Republicans are pushing for enforcement, prosecutions, and structural fixes so state systems can’t be gamed by organized fraud. That includes tighter licensing checks for home health providers and better cross-checks of billing data. When fraud is allowed to compound, it corrodes public trust in entitlement programs and rewards predatory behavior.
Rosiak’s reporting is a reminder that watchdog journalism can force accountability when bureaucracies falter. It also shows why lawmakers from either side who care about stewardship of taxpayer money should act swiftly. The work now shifts to investigators and prosecutors to follow the paper trail Rosiak laid out.

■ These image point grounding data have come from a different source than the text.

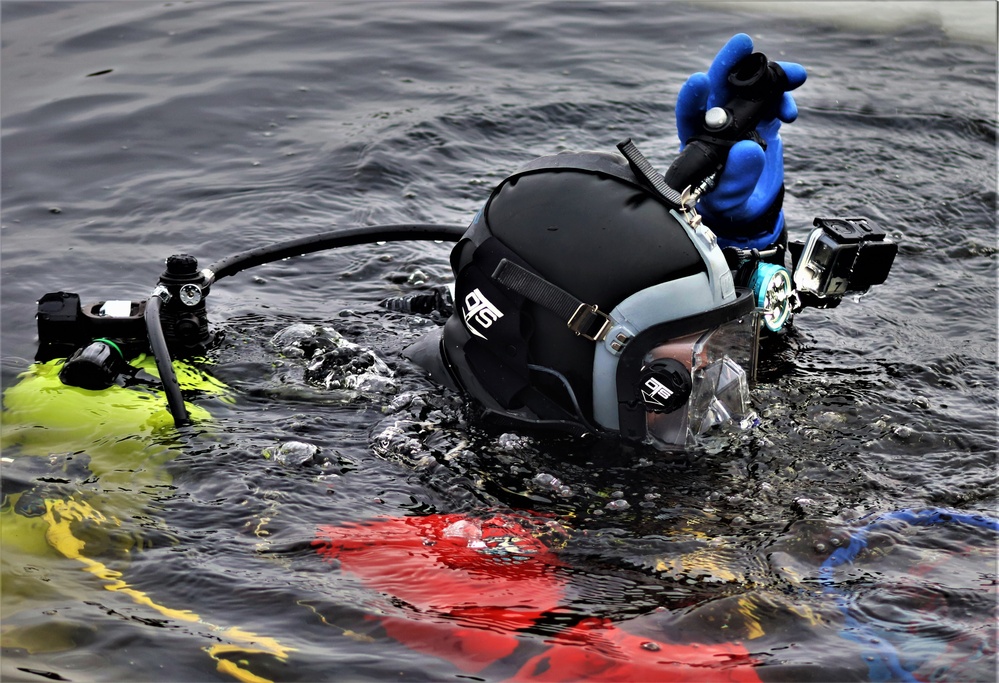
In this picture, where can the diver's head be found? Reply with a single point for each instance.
(585, 303)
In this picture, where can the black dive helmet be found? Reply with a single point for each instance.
(588, 298)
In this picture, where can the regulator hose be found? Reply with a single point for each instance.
(344, 237)
(161, 353)
(231, 265)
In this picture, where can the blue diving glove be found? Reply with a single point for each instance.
(744, 208)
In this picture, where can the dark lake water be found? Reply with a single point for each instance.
(132, 131)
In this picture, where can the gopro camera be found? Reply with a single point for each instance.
(840, 255)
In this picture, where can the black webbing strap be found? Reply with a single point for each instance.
(586, 320)
(644, 170)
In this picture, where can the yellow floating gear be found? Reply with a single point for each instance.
(125, 434)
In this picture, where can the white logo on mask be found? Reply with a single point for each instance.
(481, 311)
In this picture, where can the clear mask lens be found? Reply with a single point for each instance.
(722, 365)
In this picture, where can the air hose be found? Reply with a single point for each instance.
(268, 254)
(161, 352)
(346, 237)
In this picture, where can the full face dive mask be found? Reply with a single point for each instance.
(585, 302)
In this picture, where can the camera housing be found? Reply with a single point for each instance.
(841, 255)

For residents and taxpayers in Ohio and beyond, the central question is simple: will state and federal officials convert exposure into enforcement? Republicans at the roundtable are framing the answer as yes. The tools and powers the House is assembling aim to convert public outrage into tangible results — arrests, prosecutions, and recovered funds.
That approach is intended to protect funding for legitimate care and to deter future abuse. Lawmakers argue that if fraudsters face real consequences, fewer dollars will be siphoned off and more care will reach intended recipients. The coming weeks will test whether subpoenas, prosecutions, and pressure on state partners produce accountability.